Private equity giant KKR & Co made a buyout approach in January that local reports said could be worth $614 million for the struggling maker of Bonds underwear, Berlei bras and Sheridan sheets.
Pacific Brands said that after KKR's approach, it received unsolicited approaches from several other parties. Sources told Reuters those included rival global private equity firm TPG Capital TPG.UL.
"Having explored these enquiries, the board of Pacific Brands has concluded that a definitive proposal for the acquisition of the entire issued capital of the company is unlikely to be forthcoming in the near term," the company said in a statement.
Global private equity firms have been drawn to Australia's beaten-down retail and industrial firms this year after sharp share price declines, but with little success.
Company boards have proved hard to win over, reluctant to sell at depressed share levels. The non-mining sectors of Australia's economy have struggled under a strong currency, high interest rates and cautious consumers.
Australian surfwear company Billabong International (BBG.AX) rebuffed a revised $904 million takeover bid from TPG Capital in February, which was a 10 percent increase on TPG's initial offer, saying it was still too low.
The biggest successful privatization in two years was sealed by local firm Pacific Equity Partners (PEP), which bought business services company Spotless Group SPT.AX for $720 million last month after first winning support from 19 percent of shareholders.
Multiple parties had conducted due diligence on Pacific Brands, a person familiar with the situation told Reuters.
KKR generally holds strict financial discipline criteria, which would include not overburdening the business with a high debt load, another source told Reuters. Both people spoke on condition of anonymity.
Sources told Reuters in February that rival buyout firm TPG Capital had held initial discussions with a group of eight banks to fund a takeover bid for Pacific Brands.
Bankers said the protracted slump in Australia's retail sector meant the amount of debt that could be used in a buyout would be limited.

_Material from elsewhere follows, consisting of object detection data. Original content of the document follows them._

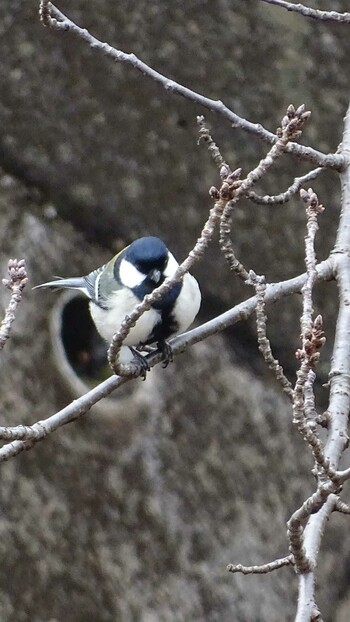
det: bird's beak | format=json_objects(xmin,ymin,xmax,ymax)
[{"xmin": 148, "ymin": 268, "xmax": 162, "ymax": 285}]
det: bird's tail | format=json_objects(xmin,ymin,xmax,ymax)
[{"xmin": 33, "ymin": 276, "xmax": 88, "ymax": 295}]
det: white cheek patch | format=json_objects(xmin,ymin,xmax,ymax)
[
  {"xmin": 119, "ymin": 259, "xmax": 146, "ymax": 289},
  {"xmin": 163, "ymin": 253, "xmax": 179, "ymax": 278}
]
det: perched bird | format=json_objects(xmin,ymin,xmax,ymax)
[{"xmin": 34, "ymin": 236, "xmax": 201, "ymax": 366}]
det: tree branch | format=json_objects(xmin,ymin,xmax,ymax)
[
  {"xmin": 246, "ymin": 166, "xmax": 327, "ymax": 205},
  {"xmin": 261, "ymin": 0, "xmax": 350, "ymax": 24},
  {"xmin": 219, "ymin": 104, "xmax": 311, "ymax": 281},
  {"xmin": 39, "ymin": 0, "xmax": 344, "ymax": 170},
  {"xmin": 0, "ymin": 259, "xmax": 28, "ymax": 350},
  {"xmin": 227, "ymin": 555, "xmax": 294, "ymax": 574},
  {"xmin": 0, "ymin": 260, "xmax": 332, "ymax": 462}
]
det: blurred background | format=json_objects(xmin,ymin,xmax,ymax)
[{"xmin": 0, "ymin": 0, "xmax": 350, "ymax": 622}]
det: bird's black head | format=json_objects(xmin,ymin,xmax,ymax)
[{"xmin": 124, "ymin": 236, "xmax": 168, "ymax": 274}]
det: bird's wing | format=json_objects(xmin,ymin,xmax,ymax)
[{"xmin": 84, "ymin": 249, "xmax": 126, "ymax": 309}]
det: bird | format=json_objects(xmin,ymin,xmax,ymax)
[{"xmin": 34, "ymin": 236, "xmax": 201, "ymax": 367}]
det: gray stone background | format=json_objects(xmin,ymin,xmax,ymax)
[{"xmin": 0, "ymin": 0, "xmax": 350, "ymax": 622}]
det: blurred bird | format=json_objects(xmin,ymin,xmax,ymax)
[{"xmin": 34, "ymin": 236, "xmax": 201, "ymax": 368}]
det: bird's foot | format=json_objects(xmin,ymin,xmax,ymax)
[
  {"xmin": 157, "ymin": 339, "xmax": 174, "ymax": 368},
  {"xmin": 129, "ymin": 346, "xmax": 151, "ymax": 380}
]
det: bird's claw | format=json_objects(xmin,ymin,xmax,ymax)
[
  {"xmin": 158, "ymin": 341, "xmax": 174, "ymax": 369},
  {"xmin": 129, "ymin": 346, "xmax": 151, "ymax": 380}
]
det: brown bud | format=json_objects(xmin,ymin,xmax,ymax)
[{"xmin": 209, "ymin": 186, "xmax": 220, "ymax": 201}]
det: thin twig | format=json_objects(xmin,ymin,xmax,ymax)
[
  {"xmin": 334, "ymin": 497, "xmax": 350, "ymax": 514},
  {"xmin": 227, "ymin": 555, "xmax": 294, "ymax": 574},
  {"xmin": 0, "ymin": 259, "xmax": 28, "ymax": 350},
  {"xmin": 246, "ymin": 166, "xmax": 327, "ymax": 205},
  {"xmin": 261, "ymin": 0, "xmax": 350, "ymax": 24},
  {"xmin": 293, "ymin": 188, "xmax": 335, "ymax": 480},
  {"xmin": 287, "ymin": 482, "xmax": 336, "ymax": 574},
  {"xmin": 219, "ymin": 104, "xmax": 311, "ymax": 280},
  {"xmin": 246, "ymin": 270, "xmax": 293, "ymax": 402},
  {"xmin": 40, "ymin": 0, "xmax": 344, "ymax": 170}
]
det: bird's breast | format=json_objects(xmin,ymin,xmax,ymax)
[{"xmin": 90, "ymin": 288, "xmax": 160, "ymax": 346}]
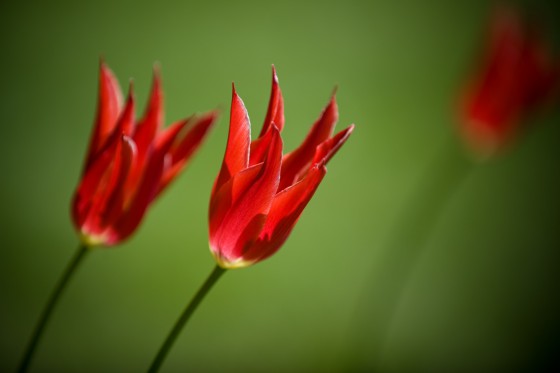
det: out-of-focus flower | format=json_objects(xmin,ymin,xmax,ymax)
[
  {"xmin": 461, "ymin": 8, "xmax": 560, "ymax": 156},
  {"xmin": 209, "ymin": 68, "xmax": 354, "ymax": 268},
  {"xmin": 72, "ymin": 62, "xmax": 217, "ymax": 246}
]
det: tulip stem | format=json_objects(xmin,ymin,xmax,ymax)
[
  {"xmin": 18, "ymin": 244, "xmax": 89, "ymax": 373},
  {"xmin": 148, "ymin": 265, "xmax": 226, "ymax": 373}
]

Pacific Brands said on Tuesday it would continue to focus on its top brands, including selling Berlei bras online and opening the first retail store for Bonds to offset declining sales to department stores, which have been ramping up their home brand offerings.
The manufacturer also reaffirmed its outlook that earnings and net profit before one-off items are expected to be materially down in the second half, compared with the first half, due to weak retail conditions.
The shares, which had jumped 14 percent in January when KKR first approached the firm, dropped 9.7 percent to A$0.56 at 0010 GMT. The shares were trading above A$1 in February 2011.